Cuando liman sus machetes en el asfalto de la ruta, el ruido macabro que se produce
dispara la adrenalina o el pánico (que es lo mismo) de esos pobres condenados a
la tortura y a una muerte indigna. Los musulmanes también son sus hijos y su
sufrimiento es el de Dios. Quizá mañana ni siquiera saldrá la noticia en el
periódico, pero Dios lo ha visto todo y ha llorado con ellos. Porque, como dice
un amigo mío, Dios entiende mucho de guerras, porque es allí donde muchos lo
invocan… ¡Dios llora mucho en las guerras!”.
Juanjo es un obispo católico, pero es el servidor
de todos -cristianos y musulmanes-, y no mira el color de la piel para curar la
herida abierta por una bomba, para celebrar la Misa de Navidad mirando de reojo
las manos del director del coro manchadas de sangre o para no maldecir al
soldado rebelde que acaba de violar a la mujer de un catequista suyo.

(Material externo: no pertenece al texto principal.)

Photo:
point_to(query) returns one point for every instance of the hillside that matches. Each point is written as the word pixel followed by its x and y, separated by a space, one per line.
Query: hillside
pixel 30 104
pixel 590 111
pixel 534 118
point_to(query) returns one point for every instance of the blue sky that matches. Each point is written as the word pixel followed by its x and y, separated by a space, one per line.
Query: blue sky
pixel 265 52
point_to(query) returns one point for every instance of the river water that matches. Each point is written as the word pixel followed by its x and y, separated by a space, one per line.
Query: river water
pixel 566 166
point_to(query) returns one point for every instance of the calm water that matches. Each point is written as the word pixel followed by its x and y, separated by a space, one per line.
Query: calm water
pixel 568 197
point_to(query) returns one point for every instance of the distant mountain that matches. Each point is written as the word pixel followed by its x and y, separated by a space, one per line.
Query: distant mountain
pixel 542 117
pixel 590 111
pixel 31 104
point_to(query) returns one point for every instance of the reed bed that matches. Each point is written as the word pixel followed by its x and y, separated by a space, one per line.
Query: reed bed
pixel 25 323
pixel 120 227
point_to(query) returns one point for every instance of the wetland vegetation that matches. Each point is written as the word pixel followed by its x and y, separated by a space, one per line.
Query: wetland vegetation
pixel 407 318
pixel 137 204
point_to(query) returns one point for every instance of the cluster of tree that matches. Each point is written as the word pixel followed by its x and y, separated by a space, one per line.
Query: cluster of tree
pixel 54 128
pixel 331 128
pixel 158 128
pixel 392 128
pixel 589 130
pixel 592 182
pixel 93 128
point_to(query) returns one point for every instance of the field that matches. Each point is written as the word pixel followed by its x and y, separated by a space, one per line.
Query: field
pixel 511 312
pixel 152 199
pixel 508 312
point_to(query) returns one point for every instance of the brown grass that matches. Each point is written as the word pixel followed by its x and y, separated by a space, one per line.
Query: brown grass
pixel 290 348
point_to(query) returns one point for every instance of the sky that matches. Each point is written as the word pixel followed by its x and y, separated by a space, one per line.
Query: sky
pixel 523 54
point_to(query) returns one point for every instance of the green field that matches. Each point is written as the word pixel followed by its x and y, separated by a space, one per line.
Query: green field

Él quiere
ver a través los ojos del Padre y, aunque le pesen los párpados por el polvo de
la metralla, es el tambor de resonancia de las alegrías y del sufrimiento de
aquellos que no podrán venir nunca a Europa a contárnoslo. Y lo hace sin
desvanecerse, con sus entrañas acariciando lo inhumano, pero confiado en un
Dios que le prometió el ciento por uno y que sabe que nunca le abandonará. “Cuando
hayamos pasado de este mundo al Padre, asegura, veremos todo; veremos, entonces,
cómo Dios ha visto y llorado la tortura y muerte de tantos musulmanes en 2014
en Centroáfrica, de la misma manera que, en 2013, tantos no musulmanes fueron
pisoteados en Bangassou por un criminal sudanés del Dafour que, por cierto,
tenía un nombre precioso: Ahdalah (Hijo de Alá)”.
A
solas con la muerte
Mons. Aguirre se seca el sudor de su
frente para confesarme que ha visto la muerte de muy cerca. Y no se refiere,
precisamente, a la hepatitis o al infarto que debilitaron su corazón hace unos
años, sino a tantos cuerpos pesados que ha visto morir o que ha abrazado en el
último suspiro. Pero él escurre su mérito y revela que les pasa a muchos profesionales
en los hospitales: “mi hermana enfermera llora y reza cuando amortaja a sus
pacientes muertos. No tiene ningún secreto. Eso te acerca más a esa Providencia
que te lleva en sus manos como un pájaro caído del nido es llevado por unas
manos protectoras. Esa Providencia puede estar pasando entre aguas turbulentas
que la agitan, pero sus manos están seguras. La hermana muerte es para mirarla
de frente, pero con mucho respeto. Como lo hizo el Cristo del Calvario”.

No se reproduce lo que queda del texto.